Sono state eseguite brevi improvvisazioni, creazione di ambienti sonori dedicati, piccoli esercizi di regia e di costruzione di brevi sequenze di drammaturgia.
Esperienza che raccomanderemmo a tutti, artisti e pubblico, per assaporare una ricerca che non si accontenta dei facili risultati senza perdere di vista il piacere ludico della sperimentazione non solo fra discipline, ma anche fra culture diverse. "Nuove forme di Teatro dell'Ombra utilizzando i media digitali", ovvero come esercitarsi con il multimedia senza perdere di vista mezzi e contenuti non virtuali.

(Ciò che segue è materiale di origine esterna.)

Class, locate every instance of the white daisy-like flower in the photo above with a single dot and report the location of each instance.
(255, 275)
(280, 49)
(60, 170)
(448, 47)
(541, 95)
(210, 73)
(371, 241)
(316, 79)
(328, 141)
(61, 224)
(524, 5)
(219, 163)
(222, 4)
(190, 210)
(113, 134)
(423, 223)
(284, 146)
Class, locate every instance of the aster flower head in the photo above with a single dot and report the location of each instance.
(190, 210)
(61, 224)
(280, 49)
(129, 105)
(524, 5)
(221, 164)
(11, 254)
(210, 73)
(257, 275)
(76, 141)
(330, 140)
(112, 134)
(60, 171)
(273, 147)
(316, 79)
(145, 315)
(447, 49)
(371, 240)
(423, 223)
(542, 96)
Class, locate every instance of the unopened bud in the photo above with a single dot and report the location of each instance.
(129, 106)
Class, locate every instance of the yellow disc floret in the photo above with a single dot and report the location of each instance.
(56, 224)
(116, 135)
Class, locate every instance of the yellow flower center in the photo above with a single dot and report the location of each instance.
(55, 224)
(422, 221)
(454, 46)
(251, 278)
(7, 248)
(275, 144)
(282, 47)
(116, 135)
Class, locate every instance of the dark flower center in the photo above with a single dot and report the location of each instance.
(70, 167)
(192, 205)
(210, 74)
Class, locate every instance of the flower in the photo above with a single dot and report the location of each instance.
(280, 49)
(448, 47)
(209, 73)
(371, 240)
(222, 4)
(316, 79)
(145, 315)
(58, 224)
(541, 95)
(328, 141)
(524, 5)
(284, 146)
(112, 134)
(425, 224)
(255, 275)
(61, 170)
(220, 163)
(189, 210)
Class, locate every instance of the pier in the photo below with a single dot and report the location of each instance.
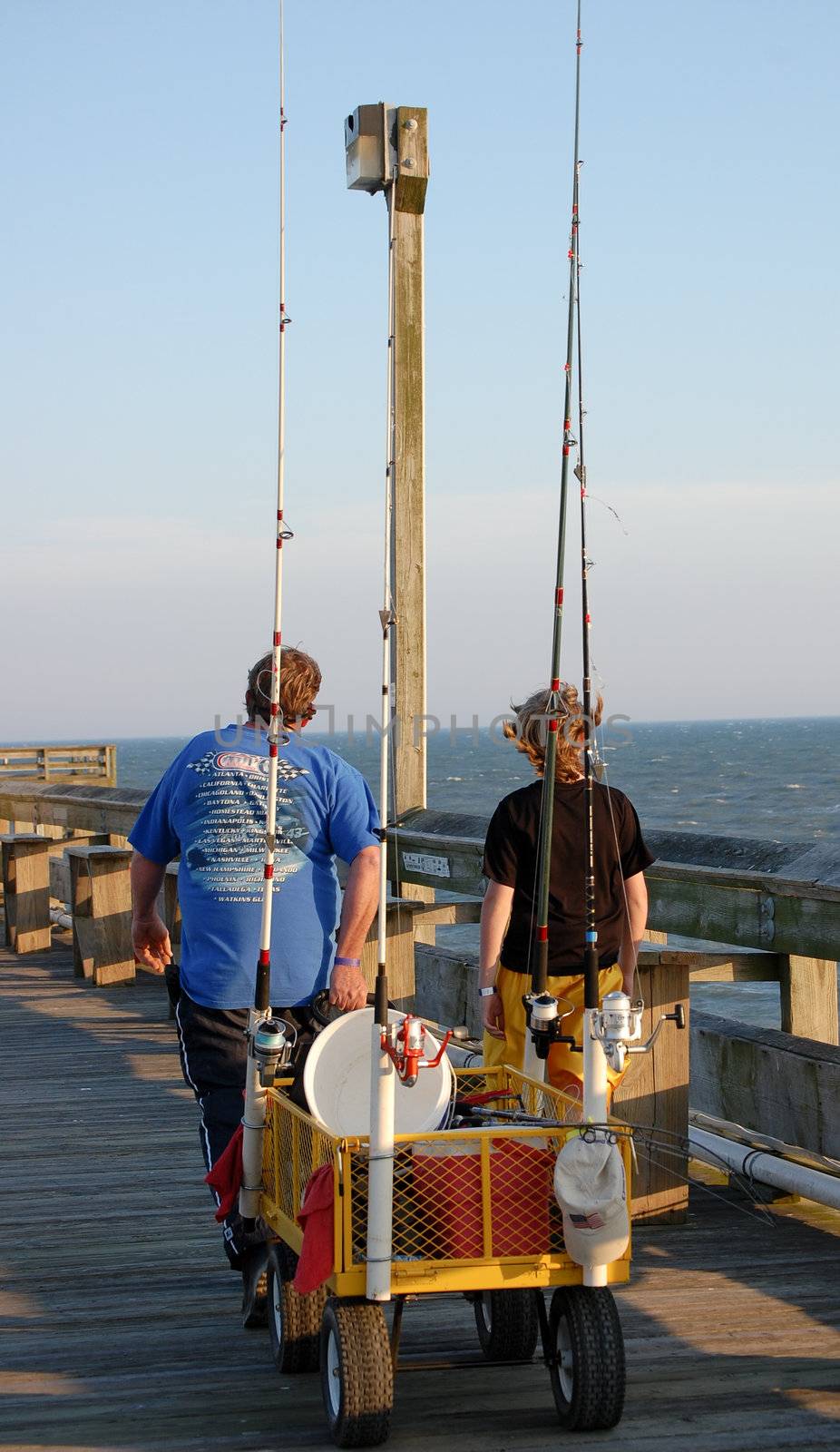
(121, 1321)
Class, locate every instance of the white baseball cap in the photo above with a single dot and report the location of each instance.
(591, 1190)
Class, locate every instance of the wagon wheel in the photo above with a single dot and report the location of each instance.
(356, 1372)
(586, 1365)
(506, 1323)
(293, 1319)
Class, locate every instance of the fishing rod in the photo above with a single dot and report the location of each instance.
(611, 1031)
(593, 1059)
(268, 1035)
(542, 1011)
(382, 1069)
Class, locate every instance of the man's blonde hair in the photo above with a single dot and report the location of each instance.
(299, 686)
(530, 731)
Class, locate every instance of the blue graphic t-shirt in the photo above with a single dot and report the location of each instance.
(210, 808)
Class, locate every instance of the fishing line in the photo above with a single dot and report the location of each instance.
(762, 1216)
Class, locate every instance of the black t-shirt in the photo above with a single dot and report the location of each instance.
(511, 858)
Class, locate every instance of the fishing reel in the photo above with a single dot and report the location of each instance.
(405, 1045)
(544, 1023)
(271, 1045)
(617, 1027)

In "Be part of the Realm of The Shades", sotto la guida instancabile di Ingo Mewes, è state invece esplorata e dimostrata la flessibilità di un'interessante modello di cupola gonfiabile per il Teatro d'Ombre (e non solo), realizzato come sviluppo di un progetto originale, ideato nel 1999 per una nuova messa in scena del "Soldatino di Piombo" per il Teatro dei Burattini di Meiningen. I partecipanti hanno potuto costruire sagome ed oggetti originali, esplorare gli effetti di diversi tipi di sorgente luminosa, indagando liberamente il potenziale teatrale dell'oggetto, di cui hanno anche potuto rilevare tecnica di costruzione, materiali e proporzioni. Un workshop estremamente interessante, diretto da un docente generoso che crede nella condivisione delle informazioni, nell'importanza delle conoscenze tecniche (conoscere il legno, scolpire il legno; conoscere la chimica, capire la plastica; conoscere la meccanica…) e nella libertà di sperimentazione ludica come mezzo per apprendere, costruire, verificare ed innovare. Senza dimenticarsi che in scena ci sono sagome, marionette, burattini, oggetti, ma anzitutto corpi umani pensanti, concreti, attivi e reattivi.
IN CHIUSURA DI INCANTI
In chiusura della XXII Edizione del Festival Incanti, dedicata al rapporto tra Teatro di Figura e Letteratura, Alberto Jona ha presentato al pubblico presso la Sala 3 del Cinema Massimo, appartenente al Museo del Cinema di Torino, due capolavori del cinema d'animazione creati e diretti da Hayao Miyazaki: Il Castello nel Cielo e Porco Rosso.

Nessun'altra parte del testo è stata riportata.